To entirely blame Biden, however, would also be wrong. The withdrawal of American troops is not quite his own doing. The agreement with the Taliban in which the U.S. agreed to remove all military presence was signed during the Trump administration. With this being said, the process should have been coordinated with more conscience of the situation at hand.
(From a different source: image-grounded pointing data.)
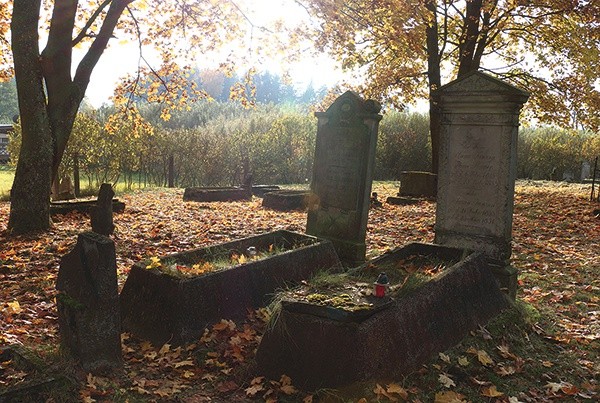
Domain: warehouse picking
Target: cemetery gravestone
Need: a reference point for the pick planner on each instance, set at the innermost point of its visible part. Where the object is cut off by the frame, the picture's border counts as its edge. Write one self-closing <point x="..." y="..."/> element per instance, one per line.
<point x="477" y="169"/>
<point x="88" y="303"/>
<point x="342" y="175"/>
<point x="102" y="222"/>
As for Biden’s attitude towards Afghanistan, which has seemed to be one of annoyance, criticism is more than warranted. Exasperation with Afghans for not standing up for themselves is an outrageous sentiment on Biden’s part. American decision-makers have had their share of justified frustrations with the Kabul government over the past couple of decades. And the tumultuousness of those years is not all to America’s credit. However, the notion that the Afghan people have been negligent or failed to shoulder responsibility is preposterous. At this point in time, Afghanistan has endured generation upon generation of war and humanitarian crises, almost none of which were spurred by an internal crisis that the rest of the international community got sucked into. That is the key piece of information that Biden and many other Americans seem to have forgotten. The situation in Afghanistan was triggered by the repeated insertion of outside turmoil. Since the Soviet Union’s 1979 invasion, Afghanistan has existed as a sort of communal battleground for regional and global powers to vie for their security and self-interest at the expense of Afghanistan’s stability. The U.S. has held a decades-long presence, the CIA virtually created and funded the Taliban as part of its own anti-Communism agenda, Pakistan has actively supported the mujahideen and Taliban, and more. In light of all those decades of history, blaming Afghans for the success of the Taliban is blatantly wrong. The rest of the world has not allowed Afghanistan to recuperate as a normally functioning state.


This is not in any way an argument in favor of American occupation in Afghanistan, or the Middle East at all for that matter. The U.S.’s presence was a direct manifestation of its imperialist agenda. With all due acknowledgment of the Taliban’s vileness and the damage that it has inflicted on the Afghan people, it is important to not confuse fear of the Taliban and fear of a loss of imperialism. This is something that has all too often been done in America’s recent history. It would be wildly incorrect to suggest that the U.S.’s presence brought about a net positive for the Afghan people. During the occupation, there was some notable progress made regarding the rights and freedoms of women. However, Human Rights Watch has astutely pointed out that any progress made took place against a backdrop of atrocious violence and abuse of the Afghans. U.S.-backed militias committed a slew of human rights abuses that ultimately outweighed fragile social progression. And American interference structurally impaired Afghanistan’s ability to function as a self-sufficient state. American occupation, more often than not, does not solve problems as much as it creates them.